Anna Wood

Personal information
- Born: Annemarie Cox 22 July 1966 (age 59) Roermond, Netherlands
- Height: 1.71 m (5 ft 7 in)
- Weight: 64 kg (141 lb)

Sport
- Country: Australia Netherlands
- Sport: Canoe sprint
- Event(s): K-1 5000 m, K-2 500 m, K-2 1000 m
- Club: Roermondse Watersport Vereniging Nautilus Gold Coast Canoe Canoe Club

Medal record
Women's canoe sprint
Representing Netherlands
Olympic Games
| Bronze medal – third place | 1988 Seoul | K-2 500 m |
World Championships
| Silver medal – second place | 1987 Duisburg | K-2 500 m |
| Bronze medal – third place | 1985 Mechelen | K-2 500 m |
Representing Australia
Olympic Games
| Bronze medal – third place | 1996 Atlanta | K-2 500 m |
World Championships
| Gold medal – first place | 1998 Szeged | K-2 500 m |
| Gold medal – first place | 1998 Szeged | K-2 1000 m |
| Gold medal – first place | 1999 Milan | K-2 1000 m |
| Silver medal – second place | 1991 Paris | K-1 5000 m |
| Silver medal – second place | 1997 Dartmouth | K-2 500 m |
| Silver medal – second place | 1997 Dartmouth | K-2 1000 m |

= Anna Wood (canoeist) =

Dutch-born Australian sprint canoeist

Anna Wood (born Annemarie Cox on 22 July 1966) is a Dutch-born Australian sprint canoeist who competed from the early 1980s to the early 2000s (decade). Competing in four Summer Olympics, she won two bronze medals in the K-2 500 m, earning them in 1988 with the Netherlands and 1996 with Australia.

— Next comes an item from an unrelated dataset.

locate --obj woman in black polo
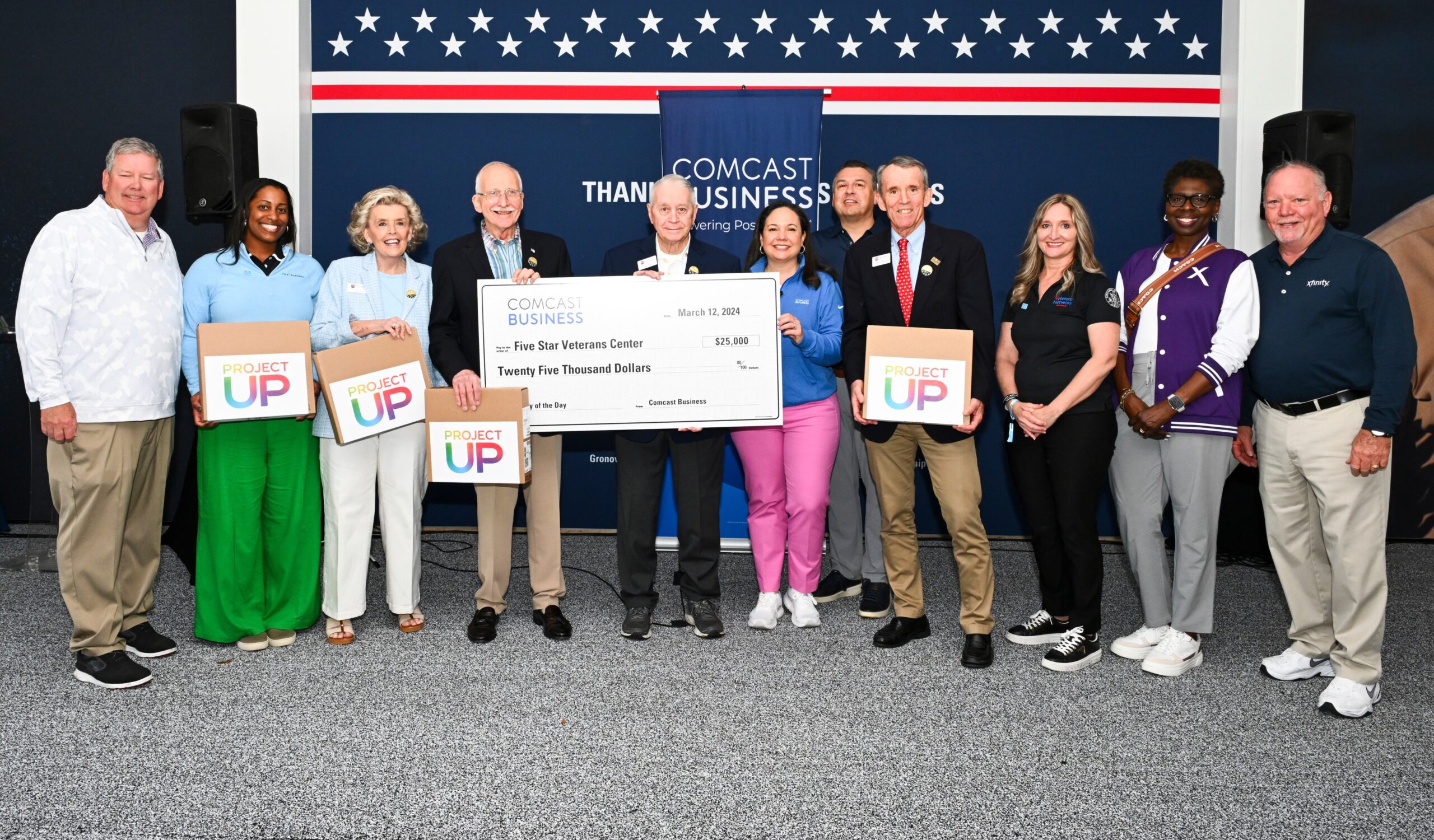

Wood also won eight medals at the ICF Canoe Sprint World Championships with three golds (K-2 500 m: 1998, K-2 1000 m: 1998, 1999), four silvers (K-1 5000 m: 1991, K-2 500 m: 1987, 1997; K-2 1000 m: 1997), and a bronze (K-2 500 m: 1985).

She also represented the Dutch kayak team from 1983 to 1989.

Wood's husband, Steven (1961–95), won a bronze in the K-4 1000 m event at the 1992 Summer Olympics in Barcelona. She was an Australian Institute of Sport scholarship holder 1990–1994.